Samedi dernier, avant la manifestation pour demander la destitution d’Emmanuel Macron, nous sommes allés au Musée de la Résistance et de la Déportation de Toulouse. Fait notable, l’entrée y est gratuite, et une exposition très intéressante sur le Franquisme et ses ravages est à l’ordre du jour.
Évidemment il y aurait beaucoup à dire sur les expositions – temporaire et permanente – sur la Résistance toulousaine. J’aimerai m’arrêter ici sur une statue située au premier étage : la Marianne noire. Ici la république créolisée vous regarde. 1,90 m de haut, 88 cm de largeur d’épaules, soit plus qu’un rugbyman du Stade Toulousain, cette sculpture massive impressionne autant qu’elle interroge.
Mais d’où sort-elle ? Elle est l’œuvre d’un acte d’insoumission daté de 1848. Nous sommes alors peu après la Révolution de la même année qui a vu en réaction les royalistes revenir au pouvoir. Être alors républicain peut vous conduire en prison voire pire. Pourtant les loges maçonniques toulousaines décident de se doter d’une Marianne, comme il est souvent coutume de le faire en particulier dans le sud de la France. La tâche est confiée à l’un des plus grands sculpteurs Toulousain du moment : Bernard Griffoul-Dorval.
Ce dernier va alors prendre quelques libertés avec la commande et oser l’audace : une Marianne noire. Un hommage clair au combat pour l’abolition de l’esclavage dont une des étapes sera le décret d’abolition signé le 27 avril 1848. La Marianne Noire est une esclave affranchie. Elle porte à la fois une tunique d’esclave mais aussi un Péplos, tunique issue de la Grèce antique, symbole de liberté, le tout avec une ceinture imposante qui rappelle celle de la reine des Amazones. Nous voilà face à celle qui n’accepte pas et ne se résigne pas, Antigone en tenue de Marianne, coiffée d’un bonnet phrygien, qui sera interdit l’année suivante par le pouvoir en place. Ce bonnet n’est pas que phrygien il est aussi égyptien et porte les traces de ce mélange puisque l’on y observe les stries typiques des Nemès que portaient les pharaons égyptiens.

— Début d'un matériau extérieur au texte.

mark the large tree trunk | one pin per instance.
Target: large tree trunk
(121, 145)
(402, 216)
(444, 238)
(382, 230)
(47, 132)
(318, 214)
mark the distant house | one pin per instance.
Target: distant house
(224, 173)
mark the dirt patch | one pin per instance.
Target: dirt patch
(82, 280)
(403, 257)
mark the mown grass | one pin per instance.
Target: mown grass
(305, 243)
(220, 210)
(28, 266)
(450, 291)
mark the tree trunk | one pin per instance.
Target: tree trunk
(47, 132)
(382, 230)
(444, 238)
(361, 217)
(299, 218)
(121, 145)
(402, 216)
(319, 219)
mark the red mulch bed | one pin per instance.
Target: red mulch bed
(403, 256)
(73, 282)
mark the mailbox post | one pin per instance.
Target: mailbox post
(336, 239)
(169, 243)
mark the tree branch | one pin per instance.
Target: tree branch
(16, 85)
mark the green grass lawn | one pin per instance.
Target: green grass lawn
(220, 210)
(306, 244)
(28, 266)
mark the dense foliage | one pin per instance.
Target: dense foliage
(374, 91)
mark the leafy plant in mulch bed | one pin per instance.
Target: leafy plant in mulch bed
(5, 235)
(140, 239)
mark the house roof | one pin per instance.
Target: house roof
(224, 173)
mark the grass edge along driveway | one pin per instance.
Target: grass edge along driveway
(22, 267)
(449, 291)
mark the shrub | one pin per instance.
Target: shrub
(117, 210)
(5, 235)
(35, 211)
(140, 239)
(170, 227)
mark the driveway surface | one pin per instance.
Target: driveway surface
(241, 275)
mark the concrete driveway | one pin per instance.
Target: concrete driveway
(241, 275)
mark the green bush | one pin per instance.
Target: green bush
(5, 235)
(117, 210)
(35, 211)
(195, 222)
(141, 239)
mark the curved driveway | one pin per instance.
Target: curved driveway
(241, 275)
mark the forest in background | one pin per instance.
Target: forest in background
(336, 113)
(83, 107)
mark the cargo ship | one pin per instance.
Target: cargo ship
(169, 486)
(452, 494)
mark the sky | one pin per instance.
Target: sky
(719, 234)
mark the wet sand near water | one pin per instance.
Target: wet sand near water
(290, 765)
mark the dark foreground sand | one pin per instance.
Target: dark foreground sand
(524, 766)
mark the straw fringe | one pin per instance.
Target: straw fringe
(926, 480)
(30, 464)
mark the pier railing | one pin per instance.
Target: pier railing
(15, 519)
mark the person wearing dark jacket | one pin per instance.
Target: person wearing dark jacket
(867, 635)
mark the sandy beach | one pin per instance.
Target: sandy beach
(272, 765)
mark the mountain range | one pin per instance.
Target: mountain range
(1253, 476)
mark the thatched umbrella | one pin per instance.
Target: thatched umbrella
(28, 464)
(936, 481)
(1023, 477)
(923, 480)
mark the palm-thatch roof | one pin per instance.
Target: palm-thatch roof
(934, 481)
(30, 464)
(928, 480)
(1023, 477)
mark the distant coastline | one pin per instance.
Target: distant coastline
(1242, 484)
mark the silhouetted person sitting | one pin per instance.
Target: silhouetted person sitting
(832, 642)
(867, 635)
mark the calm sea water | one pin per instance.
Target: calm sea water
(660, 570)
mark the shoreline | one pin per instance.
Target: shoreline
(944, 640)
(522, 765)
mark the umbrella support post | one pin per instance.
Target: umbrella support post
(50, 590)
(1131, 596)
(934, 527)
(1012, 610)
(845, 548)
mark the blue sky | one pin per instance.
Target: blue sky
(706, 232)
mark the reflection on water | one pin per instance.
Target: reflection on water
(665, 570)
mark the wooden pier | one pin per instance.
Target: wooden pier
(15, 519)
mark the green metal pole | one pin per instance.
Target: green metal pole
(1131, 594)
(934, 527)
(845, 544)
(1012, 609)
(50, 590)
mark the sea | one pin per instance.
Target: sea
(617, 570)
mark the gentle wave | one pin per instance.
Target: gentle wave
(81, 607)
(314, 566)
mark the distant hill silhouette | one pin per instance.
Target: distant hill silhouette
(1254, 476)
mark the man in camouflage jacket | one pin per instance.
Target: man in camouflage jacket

C’est ainsi que notre Marianne nous fait face, posée sur un socle où est sculpté l’intérieur du temple de Salomon. On peut deviner sur les côtés des branches de laurier et d’olivier. Autre particularité, elle n’a pas d’yeux, non pas qu’elle soit aveugle bien au contraire : grâce à cette technique qui remonte à la Grèce archaïque on a l’impression qu’où que l’on soit dans la pièce elle nous regarde, elle qui n’a donc pas besoin d’yeux pour tout voir. Le tout nous met face à une Marianne sage, tout en étant puissante, créolisée de tous ces apports, et révolutionnaire.
Sa première sortie publique sera le 22 septembre 1848 au cours d’un banquet républicain, puis cachée par peur des représailles par les forces réactionnaires alors au pouvoir. Elle n’est pas signée non plus, ce qui laisse un doute sur l’auteur, même si beaucoup de spécialistes s’accordent sur celui de Griffoul-Dorval. Le mystère reste entier aussi pour savoir si la statue s’inspire alors d’un modèle vivant ou imaginaire. Cette Marianne qui choque jusque dans les milieux maçonniques, va être remisée avec l’avènement du Second Empire. On n’entend plus guère parler d’elle jusqu’à la Seconde Guerre mondiale. Un groupe de milicien surnommé la « horde sauvage » à la solde de Vichy en faisant un inventaire des œuvres d’art du secteur décide de l’outrager : elle est renversée, cassée, et l’on pense même qu’un milicien tire en son cœur où réside encore ce qui ressemble à un impact de balle.
Laissée ainsi à terre, elle est relevée par des résistants qui vont réussir à la déplacer et l’enterrer dans un jardin, rue de l’Orient. La Marianne noire entre dans la clandestinité, sous terre, elle en ressurgira bien plus tard en 1977 lorsque l’on retrouve trace d’elle dans les inventaires départementaux.
Esclave affranchie, symbole de liberté et de justice, clandestine, résistante, la Marianne noire de Toulouse est créolisée de toute son Histoire, et ses symboles.
Une sculpture qui est une ode à la Nouvelle France qui se fonde sur une Histoire commune d’émancipation et de mise en valeur de ses apports venus des quatre coins de l’horizon. Un symbole qui mériterait de siéger dans le cœur politique de la ville créolisée qu’est Toulouse, le Capitole. Si ce n’est l’original, au moins une copie.